Tiga Alasan Mewaspadai
Pertama, kelompok teroris sangat adaptif pada teknologi digital. Ia mencontohkan bagaimana ISIS menggunakan media sosial (medsos) sebagai sarana indoktrinasi dan rekrutmen anggotanya di seluruh dunia. Menurut Arif, rekam jejak ISIS yang sangat adaptif pada medsos sebagai produk teknologi digital ini menunjukkan bahwa kemungkinan besar kelompok ekstrem lain di masa depan juga akan memanfaatkan teknologi AI.
Kedua, dapat digunakan untuk memanipulasi data. Bahkan bisa memalsukan wajah dan suara untuk digunakan menyebarkan paham atau ideologi ekstremisme. Mereka bisa mengubah rupa orang/ulama masyhur seolah-olah menyebarkan paham radikal. Dengan inilah pastilah umat banyak yang tertipu dan menjalankan perintahnya.

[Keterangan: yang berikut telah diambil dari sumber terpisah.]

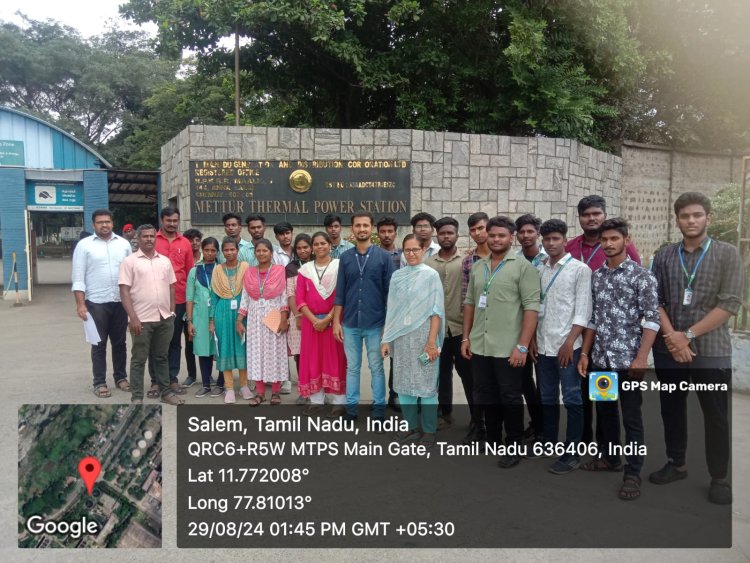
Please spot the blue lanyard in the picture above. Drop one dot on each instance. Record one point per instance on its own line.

Ketiga, AI memungkinkan kelompok radikal-ekstrem untuk tidak hanya menyebarkan paham atau ideologinya. Menurut Arif dalam dunia terorisme, AI bisa dimanfaatkan untuk memaksimalkan strategi dan aksi kekerasan atau teror di lapangan.
Hal tersebut bisa dilakukan dengan menggunakan drone pintar yang membawa bom lalu diledakkan ke tengah-tengah berkumpulnya orang. Atau bisa memanipulasi kendaraan otonom untuk menyerang target yang sedang teroris tuju.
Butuh Campur Tangan AI
Menurut Arif, hal tersebut bisa saja terjadi di Indonesia. Sebab, saat ini arus penyebaran paham keagamaan radikal-ekstrem di medsos kian masif. Bahkan wacana keislaman di medsos lebih kerap didominasi oleh corak radikal-ekstrem daripada konten moderat dan toleran. Lebih jauh lagi, penguasaan terhadap media digital lebih canggih di kalangan teroris daripada Kominfo Indonesia.
Oleh sebab itu, untuk memusnahkan terorisme seperti keinginan Prabowo butuh penguasaan teknologi yang cukup tinggi. Tidak hanya sekadar membuat panduan buku saku dan melakukan kontra narasi dengan menyontek pihak lain.
Dalam mengusut terorisme di tengah ruang digital yang canggih, sniper dan tombak manusia saja tidak cukup. Ia butuh melibatkan campur tangan teknologi seperti AI.